Lorsque l’on découvre dans le téléphone de Jeff Spearman des clichés et des vidéos à caractère pédophile d’une extrême violence, mettant en scène des tortures et des meurtres, l’enquête prend une tournure ignoble et difficilement supportable.

Elle est orchestrée par Titus Crown, shérif du comté. L’homme, toujours tiré à quatre épingles, refuse d’afficher tout signe de négligence, entre autres pour ne pas prêter le flanc aux critiques de ses nombreux détracteurs. Titus est noir, ce qui le met dans une position inconfortable, d’un côté haï pour sa couleur de peau, et de l’autre considéré comme un traître à la solde du système. Mais Titus en a vu d’autres. Solide et intelligent, il maintient son cap, et gère les opportuns avec fermeté et sens de la répartie. Et puis il a aussi des admirateurs, qui voient son passé au FBI comme la preuve ultime de sa compétence. Ça, c’est parce qu’ils ignorent que si Titus a quitté le Bureau, ce n’est pas tout à fait, comme il l’a officiellement annoncé, pour s’occuper de son père vieillissant, mais parce que sa dernière mission s’est soldée sur un échec sanglant, qui le traumatise et le culpabilise encore, ce que l’auteur a tendance à rappeler trop souvent par le truchement d’allusions censées entretenir le mystère de cet épisode mais qui deviennent en réalité rapidement pénibles, car peu subtiles.
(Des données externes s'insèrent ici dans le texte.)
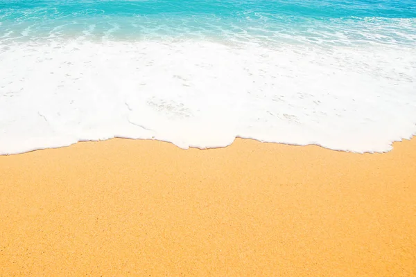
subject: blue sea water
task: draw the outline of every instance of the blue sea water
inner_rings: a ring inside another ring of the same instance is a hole
[[[415,0],[2,0],[1,41],[416,43]]]
[[[0,0],[0,154],[415,134],[415,0]]]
Ce personnage principal est l’un des points forts du roman. Sa façade d’assurance voire d’intransigeance et son humour pince sans rire dissimulent une grande sensibilité et un doute permanent quant à la légitimité morale de ses actes et le sens d’une mission que l’enquête en cours remet en question. Motivé par l’espoir de changer les choses en intégrant le système de l’intérieur, il réalise qu’il est difficile voire impossible d’être exemplaire. Il faut dire qu’en plus d’investiguer sur une affaire qui le plonge dans les affres d’une barbarie poussée à l’extrême, Titus doit composer avec la probité toute relative de certains de ses collaborateurs et avec la perspective de la célèbre foire d’automne de Charon, à l’occasion de laquelle des nostalgiques de la Confédération comptent défiler en hommage à un héros sudiste, au grand dam d’une partie de la communauté noire, qui se mobilise sous la houlette d’une pasteur combatif et inflexible.
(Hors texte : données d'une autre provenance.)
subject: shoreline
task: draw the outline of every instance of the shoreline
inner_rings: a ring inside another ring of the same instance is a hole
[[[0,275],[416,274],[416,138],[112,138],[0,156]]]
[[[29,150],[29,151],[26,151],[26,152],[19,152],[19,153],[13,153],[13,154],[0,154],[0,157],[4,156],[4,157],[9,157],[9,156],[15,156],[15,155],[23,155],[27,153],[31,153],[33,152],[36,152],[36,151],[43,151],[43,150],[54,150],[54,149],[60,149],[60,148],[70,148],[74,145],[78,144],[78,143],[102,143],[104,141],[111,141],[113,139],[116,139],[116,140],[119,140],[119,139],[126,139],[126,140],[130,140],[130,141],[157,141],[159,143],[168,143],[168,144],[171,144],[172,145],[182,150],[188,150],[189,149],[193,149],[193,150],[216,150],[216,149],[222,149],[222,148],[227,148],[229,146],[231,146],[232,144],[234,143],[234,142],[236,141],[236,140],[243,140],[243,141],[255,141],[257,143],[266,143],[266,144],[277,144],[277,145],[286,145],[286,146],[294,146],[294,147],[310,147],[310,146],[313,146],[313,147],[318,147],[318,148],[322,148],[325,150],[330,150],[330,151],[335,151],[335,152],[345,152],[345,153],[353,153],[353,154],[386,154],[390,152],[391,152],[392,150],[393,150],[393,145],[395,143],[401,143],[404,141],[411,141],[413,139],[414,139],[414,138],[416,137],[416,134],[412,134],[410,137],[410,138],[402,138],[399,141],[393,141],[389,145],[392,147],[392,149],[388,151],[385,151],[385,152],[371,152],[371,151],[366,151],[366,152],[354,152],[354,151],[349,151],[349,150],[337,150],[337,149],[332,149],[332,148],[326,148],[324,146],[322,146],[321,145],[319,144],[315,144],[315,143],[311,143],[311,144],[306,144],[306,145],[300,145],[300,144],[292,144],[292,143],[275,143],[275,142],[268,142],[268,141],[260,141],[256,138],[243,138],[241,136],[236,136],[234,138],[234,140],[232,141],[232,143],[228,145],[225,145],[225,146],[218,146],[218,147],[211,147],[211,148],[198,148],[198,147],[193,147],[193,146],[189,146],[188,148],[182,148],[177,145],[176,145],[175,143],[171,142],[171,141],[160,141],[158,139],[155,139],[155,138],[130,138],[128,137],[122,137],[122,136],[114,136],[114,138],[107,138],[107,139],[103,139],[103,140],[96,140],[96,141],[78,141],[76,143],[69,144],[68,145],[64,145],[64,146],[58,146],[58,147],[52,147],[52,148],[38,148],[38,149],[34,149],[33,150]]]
L’autre intérêt du "Sang des innocents" réside dans son contexte, représentatif de ce sud des Etats-Unis peuplé de péquenauds arriérés et xénophobes dont les mentalités n’ont guère changé depuis l’époque de l’esclavage puis de la ségrégation, et où règne l’hypocrisie d’un christianisme puritain aussi raciste que sexiste…
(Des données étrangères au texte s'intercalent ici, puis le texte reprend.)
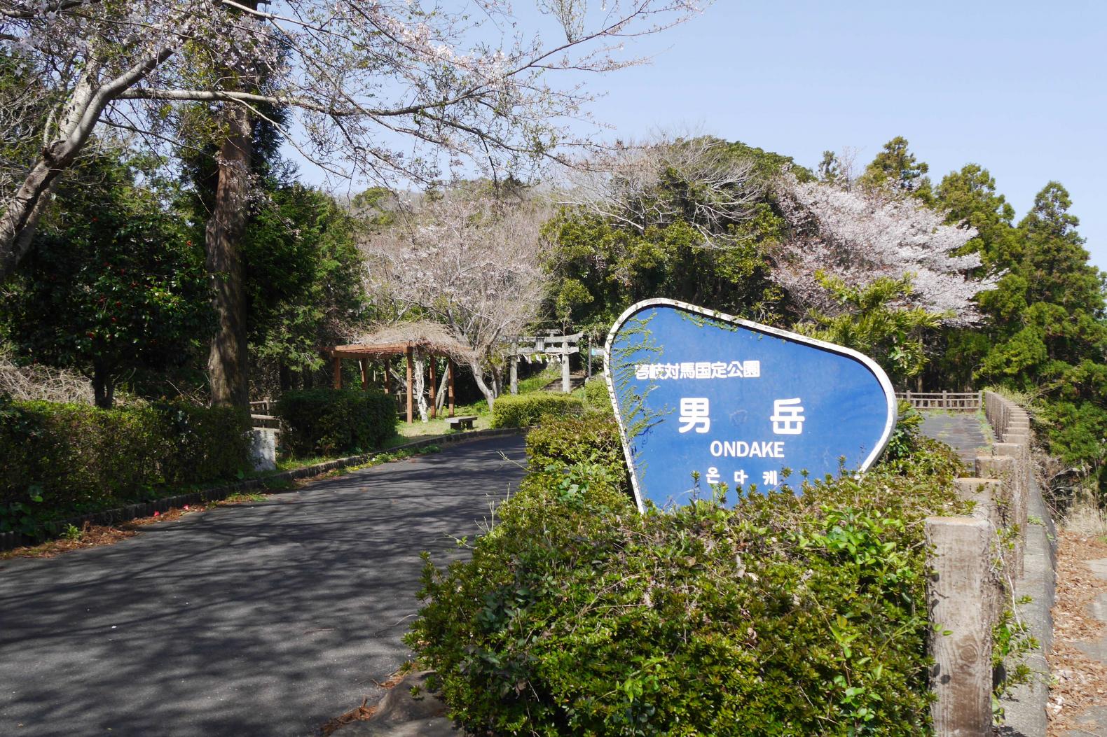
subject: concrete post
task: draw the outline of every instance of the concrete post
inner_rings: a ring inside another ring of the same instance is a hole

Aussi, bien que regrettant certaines facilités stylistiques auxquelles se laisse aller l’auteur, j’ai dans l’ensemble apprécié cette lecture.
 


Une double participation à l’Hiver Polar d’Alexandra, qui me permet de cocher la case "Arme à feu" de son Bingo…



Commentaires

  1. Apprécié aussi, mais sans billet (la flemme me guette trop souvent)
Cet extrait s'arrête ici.